Scydia prendrait plus de temps qu’elle à enfiler l’armure elfique. Elena s’avança alors, sortant de son champ de vision, et passa par la porte. Elle donnait sur une salle d’escrime, avec des fenêtres dans un coin, donnant sur une cour intérieure. Elle posa la rapière sur une table, puis se défit de sa robe et de son corset, les entreposant dans un placard prévu à cet effet, et enfila ensuite son
armure. Elle comprenait des gants blancs en cuir renforcés, une pièce de métal recouvrant son torse, des jambières, une épaulière... La première fois, il lui avait fallu un temps fou pour réussir à l’enfiler. Elle se fixa silencieusement dans un miroir.
«
Hum... Ça me va plutôt bien... »
Elle avait aussi un casque, mais, dans l’absolu, elle préférait ne pas le mettre. Elle s’était déjà écorchée les oreilles, et, de fait, elle crevait de chaud sous ce scaphandre. Débarrassée de sa robe (ainsi que de son corset), elle se sentait un peu plus libre, différente. L’armure la collait, mais elle était légère. Elle récupéra la rapière, la contemplant, et s’entraîna à nouveau, tout en se rappelant les instructions de Langley. Il fallait faire attention à la position de ses jambes. Elena était loin d’être une guerrière aguerrie, et Ronald l’avait toujours battu sans jamais se forcer... Mais elle savait par quel bout tenir une épée. Elle savait parer, reculer, et attaquer... En somme, elle connaissait les grandes bases.

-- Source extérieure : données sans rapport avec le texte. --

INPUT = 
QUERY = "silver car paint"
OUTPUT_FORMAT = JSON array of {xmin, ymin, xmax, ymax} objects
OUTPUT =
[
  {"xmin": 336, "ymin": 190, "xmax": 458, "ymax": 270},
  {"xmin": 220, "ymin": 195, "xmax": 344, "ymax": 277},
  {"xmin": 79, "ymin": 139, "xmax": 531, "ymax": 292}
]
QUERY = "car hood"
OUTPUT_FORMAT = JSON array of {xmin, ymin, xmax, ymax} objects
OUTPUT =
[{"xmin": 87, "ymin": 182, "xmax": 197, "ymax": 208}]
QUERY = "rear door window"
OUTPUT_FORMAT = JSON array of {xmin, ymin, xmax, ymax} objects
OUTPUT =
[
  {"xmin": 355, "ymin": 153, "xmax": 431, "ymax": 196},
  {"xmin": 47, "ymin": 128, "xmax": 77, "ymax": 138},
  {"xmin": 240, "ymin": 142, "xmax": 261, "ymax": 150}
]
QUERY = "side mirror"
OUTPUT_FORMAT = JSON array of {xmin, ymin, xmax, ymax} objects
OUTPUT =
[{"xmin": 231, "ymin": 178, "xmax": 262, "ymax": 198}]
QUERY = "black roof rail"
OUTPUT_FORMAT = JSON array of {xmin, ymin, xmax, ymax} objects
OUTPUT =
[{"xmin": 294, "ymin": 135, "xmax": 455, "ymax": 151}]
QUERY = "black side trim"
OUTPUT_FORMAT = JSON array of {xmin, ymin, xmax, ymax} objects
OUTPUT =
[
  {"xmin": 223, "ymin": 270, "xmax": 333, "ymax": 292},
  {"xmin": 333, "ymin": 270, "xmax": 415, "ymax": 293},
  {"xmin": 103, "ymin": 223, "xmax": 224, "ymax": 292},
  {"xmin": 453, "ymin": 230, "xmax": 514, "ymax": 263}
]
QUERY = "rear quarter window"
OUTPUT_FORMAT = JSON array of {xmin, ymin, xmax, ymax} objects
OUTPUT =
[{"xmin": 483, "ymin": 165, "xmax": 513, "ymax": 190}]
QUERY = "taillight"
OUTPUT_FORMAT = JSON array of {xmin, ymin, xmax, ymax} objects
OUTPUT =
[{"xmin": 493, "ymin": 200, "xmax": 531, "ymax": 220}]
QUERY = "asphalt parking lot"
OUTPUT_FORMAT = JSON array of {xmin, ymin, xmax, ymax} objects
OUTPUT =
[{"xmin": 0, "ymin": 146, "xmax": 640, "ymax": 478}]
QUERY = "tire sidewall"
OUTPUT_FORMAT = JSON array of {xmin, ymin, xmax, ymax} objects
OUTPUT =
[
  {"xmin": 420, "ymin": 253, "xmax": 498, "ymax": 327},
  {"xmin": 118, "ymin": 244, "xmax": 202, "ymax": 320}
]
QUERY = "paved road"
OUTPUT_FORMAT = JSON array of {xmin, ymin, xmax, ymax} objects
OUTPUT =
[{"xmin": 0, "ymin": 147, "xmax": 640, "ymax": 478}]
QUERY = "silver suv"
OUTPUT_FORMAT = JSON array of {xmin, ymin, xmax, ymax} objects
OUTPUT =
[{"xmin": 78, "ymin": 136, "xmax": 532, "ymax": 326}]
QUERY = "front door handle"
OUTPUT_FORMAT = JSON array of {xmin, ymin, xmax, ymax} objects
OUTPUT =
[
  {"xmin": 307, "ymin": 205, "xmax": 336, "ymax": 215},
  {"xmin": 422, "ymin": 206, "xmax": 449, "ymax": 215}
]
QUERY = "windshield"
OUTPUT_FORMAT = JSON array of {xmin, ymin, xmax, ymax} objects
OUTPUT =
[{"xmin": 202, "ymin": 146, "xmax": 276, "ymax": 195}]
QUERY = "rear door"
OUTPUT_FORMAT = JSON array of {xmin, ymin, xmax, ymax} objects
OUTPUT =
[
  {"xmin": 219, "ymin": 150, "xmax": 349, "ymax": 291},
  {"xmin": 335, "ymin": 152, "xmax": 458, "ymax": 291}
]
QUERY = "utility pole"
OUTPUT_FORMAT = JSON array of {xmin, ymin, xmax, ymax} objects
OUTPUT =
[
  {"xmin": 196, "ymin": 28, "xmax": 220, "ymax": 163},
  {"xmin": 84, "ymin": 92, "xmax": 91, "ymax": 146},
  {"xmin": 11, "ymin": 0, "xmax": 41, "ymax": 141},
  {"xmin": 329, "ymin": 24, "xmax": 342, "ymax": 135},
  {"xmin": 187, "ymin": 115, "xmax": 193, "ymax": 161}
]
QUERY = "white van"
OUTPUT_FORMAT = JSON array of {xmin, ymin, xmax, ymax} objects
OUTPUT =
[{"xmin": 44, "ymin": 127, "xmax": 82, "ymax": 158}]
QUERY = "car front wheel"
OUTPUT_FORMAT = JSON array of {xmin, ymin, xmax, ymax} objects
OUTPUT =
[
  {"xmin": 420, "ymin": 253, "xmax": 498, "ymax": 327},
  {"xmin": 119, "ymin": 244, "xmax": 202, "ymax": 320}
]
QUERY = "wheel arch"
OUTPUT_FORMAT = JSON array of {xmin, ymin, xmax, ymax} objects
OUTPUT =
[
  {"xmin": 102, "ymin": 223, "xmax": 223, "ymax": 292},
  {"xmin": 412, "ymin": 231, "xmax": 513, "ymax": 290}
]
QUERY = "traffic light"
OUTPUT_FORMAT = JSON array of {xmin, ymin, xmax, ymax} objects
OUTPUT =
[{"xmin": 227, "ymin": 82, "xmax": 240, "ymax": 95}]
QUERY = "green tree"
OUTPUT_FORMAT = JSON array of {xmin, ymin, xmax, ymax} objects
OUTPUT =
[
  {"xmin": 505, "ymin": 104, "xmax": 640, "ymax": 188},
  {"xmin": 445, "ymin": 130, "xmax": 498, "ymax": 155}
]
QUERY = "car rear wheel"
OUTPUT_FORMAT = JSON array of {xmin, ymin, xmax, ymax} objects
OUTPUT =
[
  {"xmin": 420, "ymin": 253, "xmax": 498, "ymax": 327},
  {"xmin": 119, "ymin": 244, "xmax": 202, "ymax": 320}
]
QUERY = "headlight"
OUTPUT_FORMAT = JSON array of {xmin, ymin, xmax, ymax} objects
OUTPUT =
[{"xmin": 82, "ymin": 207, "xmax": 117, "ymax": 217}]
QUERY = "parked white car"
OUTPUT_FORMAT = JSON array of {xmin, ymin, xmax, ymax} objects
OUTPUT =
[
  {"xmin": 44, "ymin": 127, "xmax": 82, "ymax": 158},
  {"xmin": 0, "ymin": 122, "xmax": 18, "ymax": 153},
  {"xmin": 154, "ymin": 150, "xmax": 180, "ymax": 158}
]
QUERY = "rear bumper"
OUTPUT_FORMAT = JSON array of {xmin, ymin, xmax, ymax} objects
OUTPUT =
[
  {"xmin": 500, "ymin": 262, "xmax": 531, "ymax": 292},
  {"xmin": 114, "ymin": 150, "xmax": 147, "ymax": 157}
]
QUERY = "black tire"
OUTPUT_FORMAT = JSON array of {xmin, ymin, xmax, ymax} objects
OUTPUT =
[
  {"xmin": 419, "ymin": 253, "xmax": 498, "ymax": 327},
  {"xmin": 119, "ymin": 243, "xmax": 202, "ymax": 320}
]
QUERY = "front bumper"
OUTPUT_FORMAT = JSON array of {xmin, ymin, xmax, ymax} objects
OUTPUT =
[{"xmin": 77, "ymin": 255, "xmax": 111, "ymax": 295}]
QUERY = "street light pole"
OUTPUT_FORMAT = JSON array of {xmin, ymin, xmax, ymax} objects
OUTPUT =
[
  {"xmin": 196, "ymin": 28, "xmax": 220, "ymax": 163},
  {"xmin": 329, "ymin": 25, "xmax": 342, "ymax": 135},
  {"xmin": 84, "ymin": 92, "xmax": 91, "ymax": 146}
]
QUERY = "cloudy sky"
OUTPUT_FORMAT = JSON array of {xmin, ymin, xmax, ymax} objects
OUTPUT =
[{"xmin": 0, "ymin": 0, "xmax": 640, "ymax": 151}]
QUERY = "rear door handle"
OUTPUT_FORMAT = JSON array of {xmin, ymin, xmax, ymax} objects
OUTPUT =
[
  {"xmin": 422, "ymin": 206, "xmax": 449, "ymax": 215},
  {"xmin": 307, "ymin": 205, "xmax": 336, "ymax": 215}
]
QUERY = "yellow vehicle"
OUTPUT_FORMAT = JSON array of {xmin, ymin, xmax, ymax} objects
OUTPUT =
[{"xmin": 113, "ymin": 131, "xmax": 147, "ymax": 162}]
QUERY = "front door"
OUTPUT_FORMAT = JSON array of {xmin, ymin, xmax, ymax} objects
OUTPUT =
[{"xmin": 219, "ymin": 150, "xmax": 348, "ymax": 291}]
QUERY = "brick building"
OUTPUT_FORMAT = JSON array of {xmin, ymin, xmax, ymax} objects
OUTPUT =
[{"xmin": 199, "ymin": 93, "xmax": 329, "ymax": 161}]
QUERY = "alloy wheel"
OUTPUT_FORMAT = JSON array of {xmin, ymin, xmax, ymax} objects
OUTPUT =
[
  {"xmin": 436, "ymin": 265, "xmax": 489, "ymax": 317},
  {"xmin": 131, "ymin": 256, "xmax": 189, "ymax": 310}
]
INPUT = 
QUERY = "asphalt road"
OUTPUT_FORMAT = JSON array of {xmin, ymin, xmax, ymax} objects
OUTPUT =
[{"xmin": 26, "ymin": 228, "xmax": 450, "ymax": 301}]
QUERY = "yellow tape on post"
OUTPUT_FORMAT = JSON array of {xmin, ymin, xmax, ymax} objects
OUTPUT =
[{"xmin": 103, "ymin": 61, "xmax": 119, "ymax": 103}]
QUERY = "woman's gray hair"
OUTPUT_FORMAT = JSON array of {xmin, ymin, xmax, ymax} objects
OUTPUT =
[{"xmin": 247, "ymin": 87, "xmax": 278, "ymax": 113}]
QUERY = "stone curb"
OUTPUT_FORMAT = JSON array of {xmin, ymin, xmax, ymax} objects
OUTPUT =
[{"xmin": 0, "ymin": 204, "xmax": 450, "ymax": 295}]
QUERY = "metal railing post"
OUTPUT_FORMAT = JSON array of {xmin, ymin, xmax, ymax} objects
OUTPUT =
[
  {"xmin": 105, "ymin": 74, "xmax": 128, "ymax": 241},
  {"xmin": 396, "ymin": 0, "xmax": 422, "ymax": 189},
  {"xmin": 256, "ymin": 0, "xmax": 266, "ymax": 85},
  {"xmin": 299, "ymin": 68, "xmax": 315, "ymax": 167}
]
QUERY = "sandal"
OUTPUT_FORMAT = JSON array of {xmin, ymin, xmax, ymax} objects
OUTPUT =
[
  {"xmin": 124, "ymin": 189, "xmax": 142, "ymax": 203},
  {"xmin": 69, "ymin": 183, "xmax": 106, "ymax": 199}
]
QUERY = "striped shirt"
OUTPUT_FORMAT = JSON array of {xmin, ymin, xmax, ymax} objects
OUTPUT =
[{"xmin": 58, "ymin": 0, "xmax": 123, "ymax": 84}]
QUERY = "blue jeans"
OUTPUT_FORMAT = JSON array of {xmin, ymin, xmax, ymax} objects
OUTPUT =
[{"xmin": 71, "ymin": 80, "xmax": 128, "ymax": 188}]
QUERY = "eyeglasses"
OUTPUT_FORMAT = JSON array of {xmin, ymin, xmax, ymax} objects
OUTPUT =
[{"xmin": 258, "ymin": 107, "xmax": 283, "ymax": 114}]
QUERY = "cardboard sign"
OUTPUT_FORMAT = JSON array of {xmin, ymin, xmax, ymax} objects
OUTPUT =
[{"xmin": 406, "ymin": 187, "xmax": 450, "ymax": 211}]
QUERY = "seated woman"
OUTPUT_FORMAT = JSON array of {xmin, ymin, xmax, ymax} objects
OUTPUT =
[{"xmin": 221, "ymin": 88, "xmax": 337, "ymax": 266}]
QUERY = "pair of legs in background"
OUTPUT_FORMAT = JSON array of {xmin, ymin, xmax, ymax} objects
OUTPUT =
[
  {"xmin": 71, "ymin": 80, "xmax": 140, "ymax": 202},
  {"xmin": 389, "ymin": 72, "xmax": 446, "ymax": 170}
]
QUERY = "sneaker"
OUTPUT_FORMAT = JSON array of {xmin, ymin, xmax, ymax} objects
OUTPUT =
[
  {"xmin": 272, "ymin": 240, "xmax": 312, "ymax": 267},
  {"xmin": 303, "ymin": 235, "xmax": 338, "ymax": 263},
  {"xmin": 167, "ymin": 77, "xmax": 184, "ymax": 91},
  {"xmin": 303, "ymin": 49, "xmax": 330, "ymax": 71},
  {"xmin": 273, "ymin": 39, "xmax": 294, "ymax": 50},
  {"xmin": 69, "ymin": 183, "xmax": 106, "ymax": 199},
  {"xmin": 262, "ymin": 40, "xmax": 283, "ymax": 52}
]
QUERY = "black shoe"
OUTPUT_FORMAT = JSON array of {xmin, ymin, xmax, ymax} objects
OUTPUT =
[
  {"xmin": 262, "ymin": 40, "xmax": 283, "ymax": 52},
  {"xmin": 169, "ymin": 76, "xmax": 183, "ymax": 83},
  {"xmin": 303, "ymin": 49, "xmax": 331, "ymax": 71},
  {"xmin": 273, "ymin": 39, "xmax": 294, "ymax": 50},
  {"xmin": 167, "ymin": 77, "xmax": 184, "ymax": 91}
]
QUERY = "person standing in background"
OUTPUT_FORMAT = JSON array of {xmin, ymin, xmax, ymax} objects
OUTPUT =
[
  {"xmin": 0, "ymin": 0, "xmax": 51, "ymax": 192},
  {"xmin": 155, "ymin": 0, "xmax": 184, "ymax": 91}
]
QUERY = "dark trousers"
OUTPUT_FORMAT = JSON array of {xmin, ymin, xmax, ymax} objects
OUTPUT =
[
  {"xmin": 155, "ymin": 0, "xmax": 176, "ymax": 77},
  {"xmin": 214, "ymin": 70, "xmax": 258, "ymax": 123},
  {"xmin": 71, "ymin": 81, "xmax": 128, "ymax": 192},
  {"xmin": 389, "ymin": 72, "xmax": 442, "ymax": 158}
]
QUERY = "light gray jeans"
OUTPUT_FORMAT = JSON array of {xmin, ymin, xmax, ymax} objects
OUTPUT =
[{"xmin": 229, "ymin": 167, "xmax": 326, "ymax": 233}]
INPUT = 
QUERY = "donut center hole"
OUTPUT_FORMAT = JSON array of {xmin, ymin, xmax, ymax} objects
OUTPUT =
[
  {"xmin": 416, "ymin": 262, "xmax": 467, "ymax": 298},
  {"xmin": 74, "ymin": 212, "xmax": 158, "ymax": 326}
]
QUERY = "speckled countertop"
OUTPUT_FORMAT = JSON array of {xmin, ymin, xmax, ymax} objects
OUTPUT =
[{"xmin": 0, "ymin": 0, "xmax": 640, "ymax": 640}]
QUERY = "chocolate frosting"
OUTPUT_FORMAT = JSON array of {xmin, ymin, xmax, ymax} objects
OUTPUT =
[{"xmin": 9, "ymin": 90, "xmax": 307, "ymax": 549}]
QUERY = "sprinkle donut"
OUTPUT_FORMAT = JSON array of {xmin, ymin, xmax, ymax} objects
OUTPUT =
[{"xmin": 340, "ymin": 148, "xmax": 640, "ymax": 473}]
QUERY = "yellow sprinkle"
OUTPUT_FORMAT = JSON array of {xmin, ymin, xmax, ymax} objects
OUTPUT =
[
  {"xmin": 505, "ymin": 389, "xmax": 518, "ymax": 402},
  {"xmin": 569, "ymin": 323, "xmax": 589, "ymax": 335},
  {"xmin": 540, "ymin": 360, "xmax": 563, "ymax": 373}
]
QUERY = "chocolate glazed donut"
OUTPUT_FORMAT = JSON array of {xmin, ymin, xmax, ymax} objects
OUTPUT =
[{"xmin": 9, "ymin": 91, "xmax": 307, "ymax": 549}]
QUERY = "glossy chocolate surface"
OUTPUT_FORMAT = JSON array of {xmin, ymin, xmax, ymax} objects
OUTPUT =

Son cœur était rempli d’allégresse. Pourquoi se sentait-elle si bien avec Scydia ? Encore une fois, cette question revenait la hanter. Il y avait définitivement quelque chose d’anormal là-dessous... Mais son petit doigt lui disait qu’Adamante et Nyzaël en savaient plus qu’elles n’osaient le dire. C’était des magiciennes, après tout, et si Nyzaël s’était sautée sur cette histoire sans attendre, c’est qu’elle devait avoir des pressentiments. En tout état de cause, Elena préférait laisser les spécialistes parler entre elles, et avoir leur rapport ensuite.
Elle, elle avait du pain sur la planche.